Lucien started to rise but she pushed him back down at once, shooting him a baleful look, and then rushed out of bed and into her pink robe. Her hair was a mess and there was a magnificent lovebite blooming across her throat the robe did not hide, but she supposed it would have to do. Whoever was on the other side of the door knocked again, almost urgently.
Holding her breath and cursing cruel fate Jean opened the door a crack, trying to shield the room from view with her own body, wondering what sort of nightmare waited for her on the other side of the door.
It was Matthew, leaning heavily on his cane and frowning.
"Sorry to wake you, Jean," he said quietly.
"It's all right," she answered, her voice just as soft as his own had been. "Is something the matter?"
"Yes." His frown deepened, if such a thing were possible. "The king has an early meeting with the PM and Peter went to wake him, but he wasn't in his room. I hate to ask you, this Jean, but-"
"He's here, Matthew." Such simple words they were, and yet they contained within them her own destruction. Matthew did not flinch, or betray any evidence of surprise; why should he, she thought, when after all he had stood guard outside the glasshouse that night at the country manor, that night when Jean had danced with her king beneath the stars, when he had kissed her amongst the blooms. The king and Matthew were quite close and likely talked about all manner of things; no doubt she had been a subject of conversation at least once. But Matthew was an old friend, and there was no judgment in his gaze as he looked at her.
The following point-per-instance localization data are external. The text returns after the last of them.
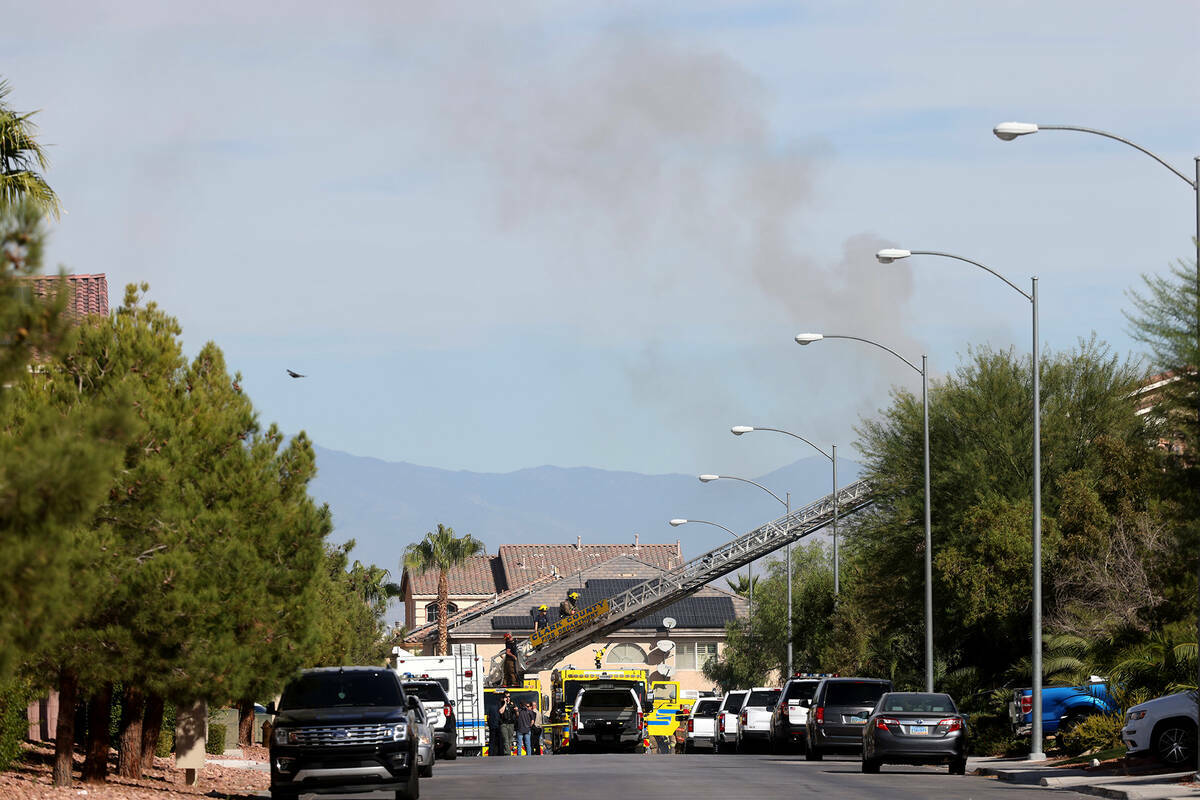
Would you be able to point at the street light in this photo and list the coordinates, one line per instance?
(887, 257)
(1009, 131)
(787, 510)
(923, 371)
(676, 523)
(738, 429)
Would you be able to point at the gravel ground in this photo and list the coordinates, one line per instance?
(31, 780)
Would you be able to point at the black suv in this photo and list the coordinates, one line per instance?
(838, 713)
(345, 728)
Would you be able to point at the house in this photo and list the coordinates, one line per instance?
(528, 576)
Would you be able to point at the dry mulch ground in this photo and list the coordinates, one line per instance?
(30, 779)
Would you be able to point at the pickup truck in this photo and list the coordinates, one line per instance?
(1062, 707)
(607, 719)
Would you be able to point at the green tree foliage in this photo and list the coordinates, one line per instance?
(442, 551)
(21, 158)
Lucien must have heard their quiet conversation for he began to shuffle around behind her. For a moment Jean simply stood, frozen, listening to the sound of him stuffing himself into his trousers, staring down at her toes and wishing the ground would simply swallow her up. The morning had been going so well, but now reality had come crashing in on her, and her joy had fled.
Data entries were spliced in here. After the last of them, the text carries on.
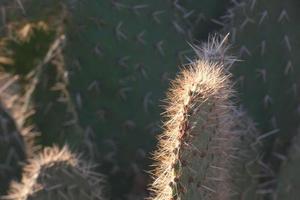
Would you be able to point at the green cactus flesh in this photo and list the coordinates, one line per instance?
(205, 151)
(288, 179)
(120, 56)
(57, 174)
(202, 16)
(265, 35)
(12, 151)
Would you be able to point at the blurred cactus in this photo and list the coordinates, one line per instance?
(120, 56)
(266, 38)
(12, 150)
(288, 179)
(57, 174)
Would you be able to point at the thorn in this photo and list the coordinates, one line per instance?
(123, 92)
(147, 101)
(120, 35)
(182, 55)
(101, 115)
(94, 85)
(241, 81)
(218, 22)
(188, 14)
(48, 108)
(155, 15)
(79, 100)
(141, 68)
(233, 35)
(129, 125)
(77, 64)
(283, 15)
(178, 28)
(8, 83)
(178, 6)
(208, 189)
(159, 47)
(201, 17)
(274, 122)
(21, 6)
(288, 68)
(136, 8)
(263, 47)
(263, 16)
(165, 77)
(3, 12)
(265, 135)
(118, 5)
(279, 156)
(253, 3)
(287, 43)
(246, 21)
(140, 37)
(98, 50)
(243, 50)
(262, 73)
(122, 61)
(295, 89)
(267, 101)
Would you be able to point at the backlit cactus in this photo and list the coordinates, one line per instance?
(200, 152)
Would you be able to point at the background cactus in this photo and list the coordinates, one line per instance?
(12, 150)
(265, 37)
(288, 180)
(57, 174)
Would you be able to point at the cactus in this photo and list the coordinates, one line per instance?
(120, 57)
(57, 174)
(203, 137)
(36, 58)
(12, 150)
(265, 36)
(288, 179)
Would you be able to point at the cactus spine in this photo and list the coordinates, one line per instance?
(194, 157)
(57, 174)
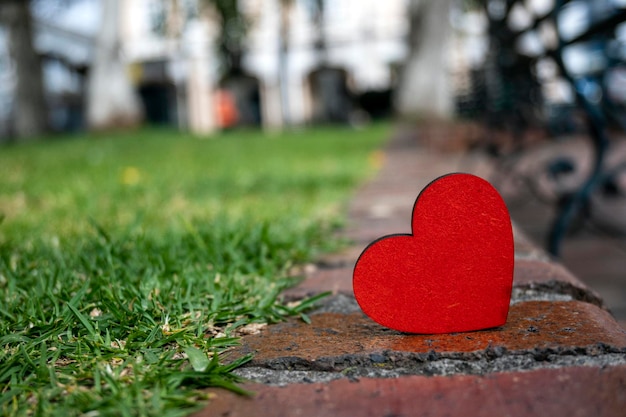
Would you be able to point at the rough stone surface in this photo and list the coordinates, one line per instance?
(567, 392)
(335, 341)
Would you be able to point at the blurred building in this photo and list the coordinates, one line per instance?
(338, 65)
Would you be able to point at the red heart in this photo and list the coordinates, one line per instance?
(454, 273)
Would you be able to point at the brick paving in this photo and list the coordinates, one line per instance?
(561, 353)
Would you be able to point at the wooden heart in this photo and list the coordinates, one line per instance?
(454, 273)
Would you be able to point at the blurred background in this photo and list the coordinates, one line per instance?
(535, 89)
(202, 65)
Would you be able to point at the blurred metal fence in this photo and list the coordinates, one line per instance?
(583, 42)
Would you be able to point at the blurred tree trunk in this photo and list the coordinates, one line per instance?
(286, 7)
(31, 116)
(111, 100)
(424, 89)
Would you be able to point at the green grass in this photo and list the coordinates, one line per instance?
(129, 263)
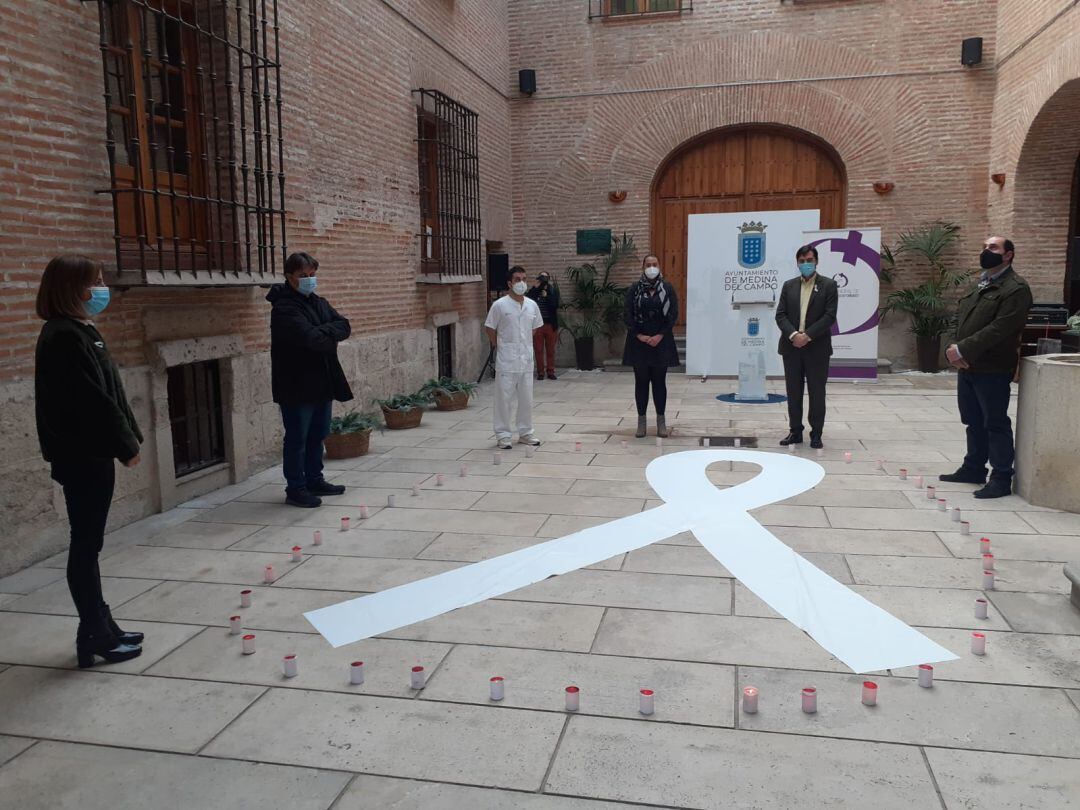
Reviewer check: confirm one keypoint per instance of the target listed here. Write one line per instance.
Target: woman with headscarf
(650, 314)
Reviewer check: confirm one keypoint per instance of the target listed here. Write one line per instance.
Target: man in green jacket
(989, 322)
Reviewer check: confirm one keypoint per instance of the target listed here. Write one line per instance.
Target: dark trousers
(811, 368)
(306, 428)
(984, 407)
(88, 493)
(657, 377)
(543, 343)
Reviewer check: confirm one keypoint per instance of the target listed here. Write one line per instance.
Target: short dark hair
(65, 280)
(298, 261)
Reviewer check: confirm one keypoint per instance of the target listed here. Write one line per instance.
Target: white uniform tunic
(513, 324)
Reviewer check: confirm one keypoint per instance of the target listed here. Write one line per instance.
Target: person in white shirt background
(510, 325)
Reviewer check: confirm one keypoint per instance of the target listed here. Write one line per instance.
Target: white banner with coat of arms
(751, 254)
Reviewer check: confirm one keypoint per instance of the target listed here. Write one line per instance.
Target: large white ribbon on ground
(859, 633)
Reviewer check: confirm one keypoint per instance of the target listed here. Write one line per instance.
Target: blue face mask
(98, 300)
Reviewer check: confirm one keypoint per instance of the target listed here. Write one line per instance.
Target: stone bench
(1072, 575)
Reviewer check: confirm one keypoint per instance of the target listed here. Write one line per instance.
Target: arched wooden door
(744, 169)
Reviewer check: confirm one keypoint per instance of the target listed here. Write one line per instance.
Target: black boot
(793, 437)
(122, 635)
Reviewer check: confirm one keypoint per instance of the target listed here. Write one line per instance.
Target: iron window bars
(450, 245)
(193, 135)
(599, 9)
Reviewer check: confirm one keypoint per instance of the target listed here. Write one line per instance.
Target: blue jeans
(984, 408)
(306, 427)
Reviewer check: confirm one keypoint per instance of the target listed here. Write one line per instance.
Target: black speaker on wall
(527, 81)
(498, 271)
(971, 52)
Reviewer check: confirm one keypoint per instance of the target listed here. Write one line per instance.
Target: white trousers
(509, 387)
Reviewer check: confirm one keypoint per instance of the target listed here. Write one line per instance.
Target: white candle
(926, 676)
(572, 699)
(869, 693)
(750, 697)
(288, 666)
(645, 702)
(977, 644)
(356, 673)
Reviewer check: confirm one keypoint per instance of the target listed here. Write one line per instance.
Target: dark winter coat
(80, 404)
(305, 332)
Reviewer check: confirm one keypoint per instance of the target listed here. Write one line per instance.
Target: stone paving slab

Once he was dressed Lucien came to the doorway; he kissed her cheek and then stepped quickly out into the corridor. No one else had passed by her room from the moment of Matthew's arrival, and no one came walking by now, and if anyone did they would only see the king and his head guardsman in quiet conversation with the housekeeper. The scene had shifted from one of damning intimacy to one of dull routine, just like that.
"Jean, I-" Lucien started to say, but Jean shook her head.
"You have things to do, Your Majesty," she said, "and so do I. By your leave."
She did not wait for his answer, simply closed the door in his face and then collapsed against it, her forehead pressed to the door as tears began to course silently down her cheeks.